Родившийся малыш получил имя Фенг (Острое Лезвие). Мальчик отличался умом и сообразительностью, впрямь не по возрасту, да к тому же и завидным проворством. В самом что ни на есть ползающем младенчестве он изловчился утащить отцовский свиток и изрядно его потрепать, а потом сорвал священный меч со стены и чуть было не отхватил острым, как бритва, лезвием свои мужские принадлежности. В этом все сразу усмотрели некое знамение, отчасти устрашающее, грозящее разрушить семейные устои, и когда мальчик немножко подрос, его отдали в ближайший монастырь к опытнейшему наставнику – мудрейшему из людей в округе, – что, однако, наш умный отпрыск вскоре подверг сомнениям. Едва научившись разговаривать, он начал задавать вопросы, ставившие в тупик уважаемого мастера. Обладая пытливым умом, пагода-мальчик(11) быстро находил несогласия в доктринах буддизма. Например, буддийскому монаху нельзя вкушать животную пищу, зная наверняка, что животное было убито ради него. Нежелание вкушать предлагаемые яства Фенг расценивал как конкретное противление судьбе, в которую безоговорочно верили в Поднебесной. Лишившись пару раз ужина, маленький борец за справедливость начал остро интересоваться критериями осознания его учителем причинно-следственной диалектики буддизма, и он буквально на пальцах доказал, что монах в данном случае, не желая быть предлогом чьей-либо смерти, грешит непослушанием самой судьбе. Иначе зачем тогда выяснять, как погибло животное? Не довольно ли по всякому поводу он наголодался в доме своего отца?
Подрастая, осваивая внутренние аспекты буддизма, Фенг задавал более серьезные вопросы, а несоответствие практики физических упражнений с духовным миром наставников, видевшиеся его уму отчетливо и ясно, приводило в недоумение учителей. Дотошный адепт не находил у последних тех трансформаций духа, которые, по существу, предполагали духовные методики. А занятие боевыми искусствами ради положения в монастыре и звания мастера Фенг считал несоответствующим опыту чистого созерцания и следования за вещами.
«Яйцо курицу не учит, – отвечали мастера, – дух приобретается с мастерством. Истинное кун-фу начинается в сердце. Путь кун-фу – это путь вглубь себя, и лишь искренний ученик может пройти по нему. А внутреннее постижение духовных вещей возможно только после освоения таолы(12)».
Говорили-то они хорошо… «Но где, в таком случае, настоящие учителя, свидетельствующие собой эти истины?»
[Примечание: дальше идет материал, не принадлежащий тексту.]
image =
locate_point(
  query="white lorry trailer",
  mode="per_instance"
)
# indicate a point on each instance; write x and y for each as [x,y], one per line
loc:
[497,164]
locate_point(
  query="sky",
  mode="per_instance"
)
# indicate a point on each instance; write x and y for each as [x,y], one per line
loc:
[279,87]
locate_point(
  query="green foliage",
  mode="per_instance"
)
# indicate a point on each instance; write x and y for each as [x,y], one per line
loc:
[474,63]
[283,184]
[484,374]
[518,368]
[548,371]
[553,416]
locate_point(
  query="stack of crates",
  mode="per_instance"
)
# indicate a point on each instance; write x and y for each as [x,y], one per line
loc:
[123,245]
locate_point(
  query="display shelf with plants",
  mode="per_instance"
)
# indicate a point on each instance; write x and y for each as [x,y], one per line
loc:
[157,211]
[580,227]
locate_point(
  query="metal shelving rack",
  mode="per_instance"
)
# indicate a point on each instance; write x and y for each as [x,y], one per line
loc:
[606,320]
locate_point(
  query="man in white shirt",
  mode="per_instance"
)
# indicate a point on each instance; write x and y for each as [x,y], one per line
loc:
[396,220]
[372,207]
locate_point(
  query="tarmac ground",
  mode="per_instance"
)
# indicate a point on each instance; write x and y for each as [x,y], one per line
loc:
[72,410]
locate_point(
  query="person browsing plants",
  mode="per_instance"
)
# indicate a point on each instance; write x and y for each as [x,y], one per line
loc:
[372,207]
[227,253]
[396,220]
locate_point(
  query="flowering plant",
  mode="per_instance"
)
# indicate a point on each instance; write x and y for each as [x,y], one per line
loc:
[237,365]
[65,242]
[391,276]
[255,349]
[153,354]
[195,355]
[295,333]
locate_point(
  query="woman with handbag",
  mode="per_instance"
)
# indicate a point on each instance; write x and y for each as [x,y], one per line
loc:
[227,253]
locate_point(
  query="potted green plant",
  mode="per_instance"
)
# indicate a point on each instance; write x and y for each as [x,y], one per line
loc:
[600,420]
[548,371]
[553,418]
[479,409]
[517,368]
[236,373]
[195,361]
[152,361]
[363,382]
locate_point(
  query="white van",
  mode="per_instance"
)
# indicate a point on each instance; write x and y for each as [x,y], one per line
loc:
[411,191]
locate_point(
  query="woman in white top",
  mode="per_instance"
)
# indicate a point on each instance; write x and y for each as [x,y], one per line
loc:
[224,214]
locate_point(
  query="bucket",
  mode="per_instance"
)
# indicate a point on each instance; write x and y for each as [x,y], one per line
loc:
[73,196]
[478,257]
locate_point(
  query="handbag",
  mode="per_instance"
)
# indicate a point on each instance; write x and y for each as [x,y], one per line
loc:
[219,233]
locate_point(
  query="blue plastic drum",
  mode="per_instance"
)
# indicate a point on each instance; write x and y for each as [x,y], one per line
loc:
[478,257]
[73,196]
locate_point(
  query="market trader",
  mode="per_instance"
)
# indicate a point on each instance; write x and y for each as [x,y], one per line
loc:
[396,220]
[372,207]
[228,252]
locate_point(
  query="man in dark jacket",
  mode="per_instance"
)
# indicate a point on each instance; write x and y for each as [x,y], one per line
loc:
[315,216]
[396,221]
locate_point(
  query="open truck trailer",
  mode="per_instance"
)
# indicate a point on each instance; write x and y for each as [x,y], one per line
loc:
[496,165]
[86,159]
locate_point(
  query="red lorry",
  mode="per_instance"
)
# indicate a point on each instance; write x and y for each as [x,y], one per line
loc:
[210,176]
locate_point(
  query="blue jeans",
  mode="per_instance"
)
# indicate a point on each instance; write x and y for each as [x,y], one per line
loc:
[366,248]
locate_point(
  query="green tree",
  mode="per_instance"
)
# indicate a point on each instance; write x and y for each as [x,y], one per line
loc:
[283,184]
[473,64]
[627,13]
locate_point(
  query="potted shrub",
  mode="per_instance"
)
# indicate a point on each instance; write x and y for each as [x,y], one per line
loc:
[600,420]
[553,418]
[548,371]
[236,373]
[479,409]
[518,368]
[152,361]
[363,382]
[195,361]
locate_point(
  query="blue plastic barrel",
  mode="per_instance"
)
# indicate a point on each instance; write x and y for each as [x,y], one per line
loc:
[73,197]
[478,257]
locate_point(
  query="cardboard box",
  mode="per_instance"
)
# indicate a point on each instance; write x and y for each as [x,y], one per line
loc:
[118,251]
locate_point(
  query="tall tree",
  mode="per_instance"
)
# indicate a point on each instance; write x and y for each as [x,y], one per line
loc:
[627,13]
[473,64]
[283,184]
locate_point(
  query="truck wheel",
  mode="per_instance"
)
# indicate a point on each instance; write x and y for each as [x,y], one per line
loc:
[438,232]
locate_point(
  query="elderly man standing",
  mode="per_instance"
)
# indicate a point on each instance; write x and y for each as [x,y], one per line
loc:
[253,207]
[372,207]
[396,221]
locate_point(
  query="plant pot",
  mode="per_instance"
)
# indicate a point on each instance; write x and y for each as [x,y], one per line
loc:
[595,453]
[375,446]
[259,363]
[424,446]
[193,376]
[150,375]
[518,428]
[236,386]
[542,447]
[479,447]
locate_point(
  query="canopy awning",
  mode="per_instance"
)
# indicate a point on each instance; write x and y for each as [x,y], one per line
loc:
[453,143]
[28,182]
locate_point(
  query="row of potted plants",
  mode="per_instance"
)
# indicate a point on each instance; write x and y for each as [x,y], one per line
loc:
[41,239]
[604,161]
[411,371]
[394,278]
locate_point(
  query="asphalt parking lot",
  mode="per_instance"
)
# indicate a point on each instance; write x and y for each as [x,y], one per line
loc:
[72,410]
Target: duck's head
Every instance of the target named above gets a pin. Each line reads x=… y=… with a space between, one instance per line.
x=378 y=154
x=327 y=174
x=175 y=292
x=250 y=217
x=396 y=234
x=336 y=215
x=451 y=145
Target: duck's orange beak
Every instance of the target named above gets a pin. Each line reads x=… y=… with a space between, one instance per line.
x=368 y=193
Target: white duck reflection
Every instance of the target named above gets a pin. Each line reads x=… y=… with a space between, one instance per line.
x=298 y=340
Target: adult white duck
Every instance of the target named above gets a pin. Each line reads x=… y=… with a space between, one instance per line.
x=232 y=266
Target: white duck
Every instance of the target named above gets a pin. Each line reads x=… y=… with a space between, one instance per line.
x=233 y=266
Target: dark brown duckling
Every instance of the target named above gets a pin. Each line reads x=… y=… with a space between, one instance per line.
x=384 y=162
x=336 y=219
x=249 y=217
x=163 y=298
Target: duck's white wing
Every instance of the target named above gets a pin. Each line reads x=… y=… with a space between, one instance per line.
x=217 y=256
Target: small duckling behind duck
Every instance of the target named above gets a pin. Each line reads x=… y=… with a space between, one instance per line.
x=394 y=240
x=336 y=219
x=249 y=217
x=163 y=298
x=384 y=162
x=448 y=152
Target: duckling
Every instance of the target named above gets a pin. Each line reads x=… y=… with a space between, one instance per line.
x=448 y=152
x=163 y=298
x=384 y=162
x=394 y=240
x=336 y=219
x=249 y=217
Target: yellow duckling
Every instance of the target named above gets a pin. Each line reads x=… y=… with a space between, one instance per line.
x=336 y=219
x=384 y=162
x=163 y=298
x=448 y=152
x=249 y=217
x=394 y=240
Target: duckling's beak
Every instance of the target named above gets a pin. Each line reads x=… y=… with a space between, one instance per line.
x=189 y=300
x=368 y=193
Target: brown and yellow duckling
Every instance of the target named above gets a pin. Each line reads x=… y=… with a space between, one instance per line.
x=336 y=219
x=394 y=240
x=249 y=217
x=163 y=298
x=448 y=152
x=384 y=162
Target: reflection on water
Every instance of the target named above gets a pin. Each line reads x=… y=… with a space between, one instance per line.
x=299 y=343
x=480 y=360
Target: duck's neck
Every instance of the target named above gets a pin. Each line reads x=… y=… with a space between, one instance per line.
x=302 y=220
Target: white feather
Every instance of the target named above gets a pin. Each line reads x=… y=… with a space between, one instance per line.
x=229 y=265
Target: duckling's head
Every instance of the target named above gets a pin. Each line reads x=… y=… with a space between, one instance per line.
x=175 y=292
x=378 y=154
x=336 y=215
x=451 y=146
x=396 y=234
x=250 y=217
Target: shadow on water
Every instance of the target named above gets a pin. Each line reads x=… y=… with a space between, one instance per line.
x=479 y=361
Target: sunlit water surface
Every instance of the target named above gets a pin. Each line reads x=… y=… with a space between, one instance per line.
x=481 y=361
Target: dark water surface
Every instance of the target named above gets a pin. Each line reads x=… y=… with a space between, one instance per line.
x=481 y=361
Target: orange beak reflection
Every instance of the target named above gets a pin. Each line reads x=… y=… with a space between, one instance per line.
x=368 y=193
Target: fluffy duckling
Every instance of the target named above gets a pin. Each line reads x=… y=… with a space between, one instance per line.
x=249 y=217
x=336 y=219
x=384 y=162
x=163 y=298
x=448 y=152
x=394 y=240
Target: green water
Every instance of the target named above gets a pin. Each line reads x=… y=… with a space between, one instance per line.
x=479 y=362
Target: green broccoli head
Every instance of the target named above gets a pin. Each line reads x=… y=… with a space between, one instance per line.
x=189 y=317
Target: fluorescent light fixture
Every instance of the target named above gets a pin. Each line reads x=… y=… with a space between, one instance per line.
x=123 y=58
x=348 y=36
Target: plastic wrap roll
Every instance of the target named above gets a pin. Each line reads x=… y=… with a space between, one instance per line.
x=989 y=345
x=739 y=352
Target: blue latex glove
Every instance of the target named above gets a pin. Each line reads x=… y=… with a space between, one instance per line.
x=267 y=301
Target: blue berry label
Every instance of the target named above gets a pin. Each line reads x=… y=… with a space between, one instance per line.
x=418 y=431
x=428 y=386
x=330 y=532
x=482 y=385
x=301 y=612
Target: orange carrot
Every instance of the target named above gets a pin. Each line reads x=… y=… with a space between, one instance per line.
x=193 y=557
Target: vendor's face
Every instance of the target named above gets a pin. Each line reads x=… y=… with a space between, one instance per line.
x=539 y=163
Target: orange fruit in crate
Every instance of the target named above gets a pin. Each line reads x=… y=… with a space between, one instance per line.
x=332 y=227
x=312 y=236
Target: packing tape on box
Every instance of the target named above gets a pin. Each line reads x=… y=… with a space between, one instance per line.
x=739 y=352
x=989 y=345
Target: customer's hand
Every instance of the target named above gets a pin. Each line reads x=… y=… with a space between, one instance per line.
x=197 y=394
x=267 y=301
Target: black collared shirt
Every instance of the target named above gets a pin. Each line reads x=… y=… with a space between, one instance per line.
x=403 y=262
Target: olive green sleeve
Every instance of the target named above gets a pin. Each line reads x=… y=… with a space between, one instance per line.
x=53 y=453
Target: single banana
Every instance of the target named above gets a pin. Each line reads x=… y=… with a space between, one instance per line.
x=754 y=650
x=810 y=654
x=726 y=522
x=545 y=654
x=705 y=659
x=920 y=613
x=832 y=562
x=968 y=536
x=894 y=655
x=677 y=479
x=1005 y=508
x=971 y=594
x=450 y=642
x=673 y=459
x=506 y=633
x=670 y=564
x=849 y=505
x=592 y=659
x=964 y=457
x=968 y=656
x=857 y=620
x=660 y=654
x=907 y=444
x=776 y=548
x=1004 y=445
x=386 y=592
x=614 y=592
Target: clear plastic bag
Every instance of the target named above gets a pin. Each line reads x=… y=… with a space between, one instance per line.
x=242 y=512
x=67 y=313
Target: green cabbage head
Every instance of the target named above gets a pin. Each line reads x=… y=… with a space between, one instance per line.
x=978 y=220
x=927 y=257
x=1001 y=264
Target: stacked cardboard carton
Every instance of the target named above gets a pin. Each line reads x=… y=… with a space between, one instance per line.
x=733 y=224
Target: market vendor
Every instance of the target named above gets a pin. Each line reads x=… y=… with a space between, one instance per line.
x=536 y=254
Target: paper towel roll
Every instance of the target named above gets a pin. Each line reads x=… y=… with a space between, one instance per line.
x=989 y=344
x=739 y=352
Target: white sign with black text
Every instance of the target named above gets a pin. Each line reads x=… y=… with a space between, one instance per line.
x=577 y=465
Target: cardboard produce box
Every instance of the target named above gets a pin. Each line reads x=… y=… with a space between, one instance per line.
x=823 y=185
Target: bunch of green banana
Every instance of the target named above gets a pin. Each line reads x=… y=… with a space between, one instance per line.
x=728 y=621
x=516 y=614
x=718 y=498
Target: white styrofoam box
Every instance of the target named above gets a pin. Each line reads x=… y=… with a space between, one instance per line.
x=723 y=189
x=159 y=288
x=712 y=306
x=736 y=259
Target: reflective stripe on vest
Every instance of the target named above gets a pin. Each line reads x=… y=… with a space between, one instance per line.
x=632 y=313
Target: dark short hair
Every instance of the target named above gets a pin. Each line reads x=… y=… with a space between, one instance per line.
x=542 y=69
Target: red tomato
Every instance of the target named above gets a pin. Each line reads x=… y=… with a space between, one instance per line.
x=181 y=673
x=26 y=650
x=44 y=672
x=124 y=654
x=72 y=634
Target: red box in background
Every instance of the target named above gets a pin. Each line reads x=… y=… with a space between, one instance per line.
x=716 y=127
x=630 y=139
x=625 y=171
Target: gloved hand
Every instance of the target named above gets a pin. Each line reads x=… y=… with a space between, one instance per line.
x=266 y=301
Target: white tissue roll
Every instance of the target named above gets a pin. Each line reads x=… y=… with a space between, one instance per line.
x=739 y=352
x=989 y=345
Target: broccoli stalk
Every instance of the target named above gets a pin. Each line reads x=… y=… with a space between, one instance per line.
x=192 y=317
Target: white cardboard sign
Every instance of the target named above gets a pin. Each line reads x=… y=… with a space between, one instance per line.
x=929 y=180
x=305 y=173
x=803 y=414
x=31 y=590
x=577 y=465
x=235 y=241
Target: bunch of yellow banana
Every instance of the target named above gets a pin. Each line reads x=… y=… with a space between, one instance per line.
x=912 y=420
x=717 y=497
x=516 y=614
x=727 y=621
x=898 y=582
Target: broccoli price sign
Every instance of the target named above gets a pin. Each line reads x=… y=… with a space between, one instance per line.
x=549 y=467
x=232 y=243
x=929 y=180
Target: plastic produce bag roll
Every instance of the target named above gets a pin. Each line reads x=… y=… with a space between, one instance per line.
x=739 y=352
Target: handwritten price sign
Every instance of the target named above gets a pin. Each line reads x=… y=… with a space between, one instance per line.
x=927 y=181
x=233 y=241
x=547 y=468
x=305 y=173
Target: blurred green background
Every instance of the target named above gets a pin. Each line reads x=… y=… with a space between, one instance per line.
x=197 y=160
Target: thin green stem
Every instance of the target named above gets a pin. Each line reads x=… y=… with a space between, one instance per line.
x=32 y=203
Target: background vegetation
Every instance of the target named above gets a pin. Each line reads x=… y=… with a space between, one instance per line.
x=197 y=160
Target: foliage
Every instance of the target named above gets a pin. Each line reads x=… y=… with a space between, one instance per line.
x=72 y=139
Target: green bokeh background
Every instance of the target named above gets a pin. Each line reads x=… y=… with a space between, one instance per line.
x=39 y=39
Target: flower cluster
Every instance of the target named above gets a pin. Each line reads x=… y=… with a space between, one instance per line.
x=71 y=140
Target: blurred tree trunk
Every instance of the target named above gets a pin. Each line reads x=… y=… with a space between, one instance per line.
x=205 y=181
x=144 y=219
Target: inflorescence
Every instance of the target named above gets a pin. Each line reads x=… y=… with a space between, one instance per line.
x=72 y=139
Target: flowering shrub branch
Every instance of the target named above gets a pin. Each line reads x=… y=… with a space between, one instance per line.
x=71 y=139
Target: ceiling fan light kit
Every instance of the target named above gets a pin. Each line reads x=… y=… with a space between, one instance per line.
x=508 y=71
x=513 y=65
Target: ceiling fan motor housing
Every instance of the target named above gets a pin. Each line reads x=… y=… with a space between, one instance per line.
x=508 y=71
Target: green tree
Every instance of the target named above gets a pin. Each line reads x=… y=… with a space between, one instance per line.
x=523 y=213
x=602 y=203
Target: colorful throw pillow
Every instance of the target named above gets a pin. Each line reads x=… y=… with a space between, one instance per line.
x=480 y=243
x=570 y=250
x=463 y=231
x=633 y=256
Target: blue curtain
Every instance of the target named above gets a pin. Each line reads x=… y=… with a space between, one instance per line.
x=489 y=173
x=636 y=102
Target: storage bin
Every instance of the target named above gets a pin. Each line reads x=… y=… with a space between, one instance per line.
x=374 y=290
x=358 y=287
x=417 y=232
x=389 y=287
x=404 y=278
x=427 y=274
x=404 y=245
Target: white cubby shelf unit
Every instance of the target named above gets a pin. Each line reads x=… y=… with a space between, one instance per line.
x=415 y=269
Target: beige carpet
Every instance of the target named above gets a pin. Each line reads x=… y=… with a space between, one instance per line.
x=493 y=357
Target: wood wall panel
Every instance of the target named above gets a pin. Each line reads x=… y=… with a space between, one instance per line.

Желая доказать обратное, обладая завидной природной ловкостью и упорством, Фенг за несколько лет освоил Шаолиньскую таолу , поражая мастеров кун-фу невиданной быстротой и отличной техникой. То, на что у других уходили многие месяцы и годы, он постигал в несколько дней, точнее, ночей, тренируясь при свете луны и в темноте, словно призрак, что многим казалось делом нечистым. Фенга начали опасаться. Однажды его попытались вздуть и хорошенько проучить, но он молниеносно уложил всех своих обидчиков, не считаясь с авторитетом и званиями последних. Дело выглядело следующим образом. Заканчивался час быка(13). Монастырь давно спал, а Фенг продолжал «бодать» воображаемых наставников, называя каждого по имени и оттачивая на них свое мастерство, свободно переходя с высокого северного стиля на южный низкий, что категорически запрещалось в монастыре; меняя технику боя, как вздумается.
– Да он насмехается над нами, – послышалось за спиной.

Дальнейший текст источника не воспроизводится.